Open Access Capstone

Degree Name

Master of Arts (MA)

First Advisor

Delores B. Gallo


Problem solving is essential to life today. The traditional high school has been creating mathematics students who do well at computation, but seem to lack the understanding and problem-solving skills that allow for connections to the real world. I believe the development of a mathematical problem-solving course, designed for high school juniors and seniors who have an algebra background, will help to bridge this gap. The public has put forth a cry to integrate problem solving into the mathematics curriculum. In 1989 the National Council Of Teachers of Mathematics developed their "Standards and Evaluation" for mathematics education. ‘Mathematics as problem-solving ‘ was now on the forefront of reform. Problem solving must embrace both critical and creative thinking in order to obtain the desired results. Strategies and skills from both areas may be taught and modeled.
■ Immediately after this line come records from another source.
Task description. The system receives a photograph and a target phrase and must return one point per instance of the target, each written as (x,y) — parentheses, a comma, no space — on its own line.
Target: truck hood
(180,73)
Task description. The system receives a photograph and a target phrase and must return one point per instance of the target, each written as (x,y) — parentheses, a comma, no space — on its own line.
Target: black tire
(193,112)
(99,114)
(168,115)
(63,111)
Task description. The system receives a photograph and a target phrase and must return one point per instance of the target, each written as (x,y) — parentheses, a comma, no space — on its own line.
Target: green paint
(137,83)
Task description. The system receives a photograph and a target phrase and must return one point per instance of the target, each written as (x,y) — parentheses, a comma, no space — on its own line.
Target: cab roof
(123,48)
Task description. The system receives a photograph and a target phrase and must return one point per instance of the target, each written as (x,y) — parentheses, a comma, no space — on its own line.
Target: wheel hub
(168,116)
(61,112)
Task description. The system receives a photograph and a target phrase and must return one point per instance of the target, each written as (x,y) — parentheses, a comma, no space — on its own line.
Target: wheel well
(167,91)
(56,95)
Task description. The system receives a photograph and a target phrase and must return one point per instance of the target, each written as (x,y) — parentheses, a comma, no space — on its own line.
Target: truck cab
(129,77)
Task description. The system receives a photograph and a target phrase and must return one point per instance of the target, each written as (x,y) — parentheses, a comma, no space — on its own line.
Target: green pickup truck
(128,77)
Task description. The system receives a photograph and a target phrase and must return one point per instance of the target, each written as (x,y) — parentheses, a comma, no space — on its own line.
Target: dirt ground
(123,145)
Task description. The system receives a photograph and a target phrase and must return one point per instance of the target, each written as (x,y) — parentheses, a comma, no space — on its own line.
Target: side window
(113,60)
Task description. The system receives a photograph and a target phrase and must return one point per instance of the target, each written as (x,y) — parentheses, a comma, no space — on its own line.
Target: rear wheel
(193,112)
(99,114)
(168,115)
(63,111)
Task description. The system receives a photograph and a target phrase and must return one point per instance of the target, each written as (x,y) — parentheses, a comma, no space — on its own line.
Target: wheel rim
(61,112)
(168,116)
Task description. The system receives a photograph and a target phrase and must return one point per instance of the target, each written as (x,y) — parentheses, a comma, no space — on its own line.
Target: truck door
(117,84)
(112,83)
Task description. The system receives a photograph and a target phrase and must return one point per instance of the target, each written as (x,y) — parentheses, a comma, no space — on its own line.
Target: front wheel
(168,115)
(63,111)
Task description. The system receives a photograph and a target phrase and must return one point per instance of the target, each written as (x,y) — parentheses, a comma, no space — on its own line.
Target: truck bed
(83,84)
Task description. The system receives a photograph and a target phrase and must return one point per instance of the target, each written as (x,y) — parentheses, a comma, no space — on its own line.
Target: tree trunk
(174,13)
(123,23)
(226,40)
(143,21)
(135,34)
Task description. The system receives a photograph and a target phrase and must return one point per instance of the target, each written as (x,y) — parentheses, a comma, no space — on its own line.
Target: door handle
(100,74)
A climate that is conducive to problem solving must also be developed. The teacher must not address the physical layout of the classroom. But the atmosphere as well: it must be one where risk-taking can be accomplished in a non-threatening manner. The skills and strategies that may enhance critical thinking include working a problem backwards, developing special cases and identifying sub-problems. The skills that promote creative thinking are described in Parnes’ creative problem-solving model. Parnes’ model includes fact finding, idea finding, solution finding and acceptance finding. Lesson plans have been developed that will address problem-solving objectives, creative thinking objectives, critical thinking objectives as well as mathematical objectives. The different strategies developed will embrace problem solving, critical and creative thinking, as well as mathematical skills. These lessons are to be used as a guide for the development and extension of a mathematical problem-solving course. Through the development of a course in mathematical problem solving, I believe that the students of today will become the problem-solvers of tomorrow. Such a course will not only create a generation of people who are better equipped to deal with problems, but also will begin a ripple effect for generations, as each generation passes problem-solving skills on to the next.